State Key Laboratory of Medicinal Chemical Biology, College of Pharmacy and Tianjin Key Laboratory of Molecular Drug Research, Nankai University, Haihe Education Park, 38 Tongyan Road, Tianjin 300353, People's Republic of China; Tianjin Key Laboratory of Molecular Drug Research, Tianjin International Joint Academy of Biomedicine, Tianjin 300457, People's Republic of China.
Tianjin Jikun Technology Co., Ltd., Tianjin 301700, People's Republic of China.
Int Immunopharmacol. 2022 Oct;111:109138. doi: 10.1016/j.intimp.2022.109138. Epub 2022 Aug 13.
Acute lung injury (ALI) is a disease characterized by pulmonary diffusion dysfunction and its exacerbation stage is acute respiratory distress syndrome (ARDS), which may develop to multiple organ failure and seriously threatens human health. ALI has high mortality rates and few effective treatments, thus effective protection measures for ALI are becoming increasingly important. Macrophages play a key regulatory role in the pathogenesis of ALI, and the degree of macrophage polarization is closely related to the severity and prognosis of ALI. In this study, we evaluated the effects of Zanubrutinib (ZB), a BTK small molecule inhibitor approved by the FDA for the treatment of cell lymphoma, on macrophage polarization and acute lung injury. In the in vivo study, we constructed a mouse model of Lipopolysaccharide (LPS)-induced acute lung injury and found that ZB could improve the acute injury of mouse lungs by inhibiting the secretion of proinflammatory factors and promoting the secretion of anti-inflammatory factors, reduce the number of inflammatory cells in alveolar lavage fluid, and then alleviate the inflammatory response. In vivo and in vitro studies have shown that ZB could inhibit the M1 macrophage polarization and promote the M2 macrophage polarization. Subsequent mechanistic studies revealed that ZB could inhibit the macrophage M1 polarization via targeting BTK activation and inhibiting JAK2/STAT1 and TLR4/MyD88/NF-κB signaling pathways, and promote the macrophage M2 polarization by promoting the activation of STAT6 and PI3K / Akt signaling pathways. In summary, ZB has shown therapeutic effect in LPS-induced acute lung injury in mice, which provides a potential candidate drug to treat acute lung injury.

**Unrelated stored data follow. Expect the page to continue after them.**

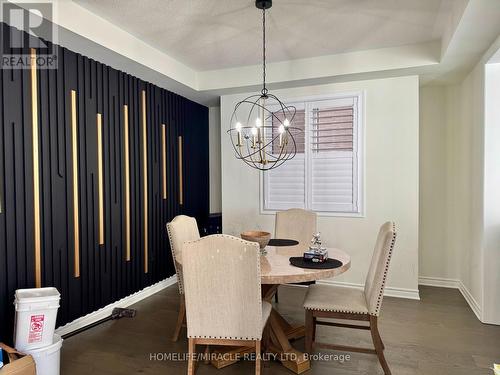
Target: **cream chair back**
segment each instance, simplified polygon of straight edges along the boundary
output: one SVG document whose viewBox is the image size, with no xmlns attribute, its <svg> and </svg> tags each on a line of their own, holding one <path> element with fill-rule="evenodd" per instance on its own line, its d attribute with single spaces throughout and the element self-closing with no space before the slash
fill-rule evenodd
<svg viewBox="0 0 500 375">
<path fill-rule="evenodd" d="M 188 337 L 260 340 L 259 245 L 218 234 L 182 251 Z"/>
<path fill-rule="evenodd" d="M 170 250 L 172 251 L 172 257 L 174 259 L 179 293 L 183 294 L 184 282 L 182 277 L 182 266 L 180 264 L 182 245 L 184 242 L 198 240 L 200 238 L 200 231 L 198 230 L 198 224 L 194 217 L 178 215 L 174 217 L 171 222 L 167 223 L 167 233 L 170 241 Z"/>
<path fill-rule="evenodd" d="M 316 231 L 316 213 L 312 211 L 291 208 L 276 213 L 274 228 L 276 238 L 296 240 L 301 247 L 308 247 Z"/>
<path fill-rule="evenodd" d="M 396 242 L 396 228 L 393 222 L 380 227 L 375 250 L 365 283 L 365 298 L 370 315 L 378 316 L 384 297 L 384 288 L 389 271 L 392 250 Z"/>
</svg>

急性肺损伤(ALI)是一种以肺弥散功能障碍为特征的疾病,其加重期为急性呼吸窘迫综合征(ARDS),可能发展为多器官衰竭,严重威胁人类健康。ALI 死亡率高,治疗方法有限,因此,寻找有效的 ALI 保护措施变得越来越重要。巨噬细胞在 ALI 的发病机制中起关键的调节作用,巨噬细胞极化的程度与 ALI 的严重程度和预后密切相关。在本研究中,我们评估了 FDA 批准用于治疗细胞淋巴瘤的 BTK 小分子抑制剂泽布替尼(ZB)对巨噬细胞极化和急性肺损伤的影响。在体内研究中,我们构建了脂多糖(LPS)诱导的急性肺损伤小鼠模型,发现 ZB 通过抑制促炎因子的分泌和促进抗炎因子的分泌来改善小鼠肺部的急性损伤,减少肺泡灌洗液中炎症细胞的数量,从而减轻炎症反应。体内和体外研究均表明,ZB 可以抑制 M1 型巨噬细胞极化,促进 M2 型巨噬细胞极化。随后的机制研究表明,ZB 可以通过靶向 BTK 激活并抑制 JAK2/STAT1 和 TLR4/MyD88/NF-κB 信号通路来抑制巨噬细胞 M1 极化,通过促进 STAT6 和 PI3K/Akt 信号通路的激活来促进巨噬细胞 M2 极化。总之,ZB 对 LPS 诱导的急性肺损伤小鼠具有治疗作用,为治疗急性肺损伤提供了一种潜在的候选药物。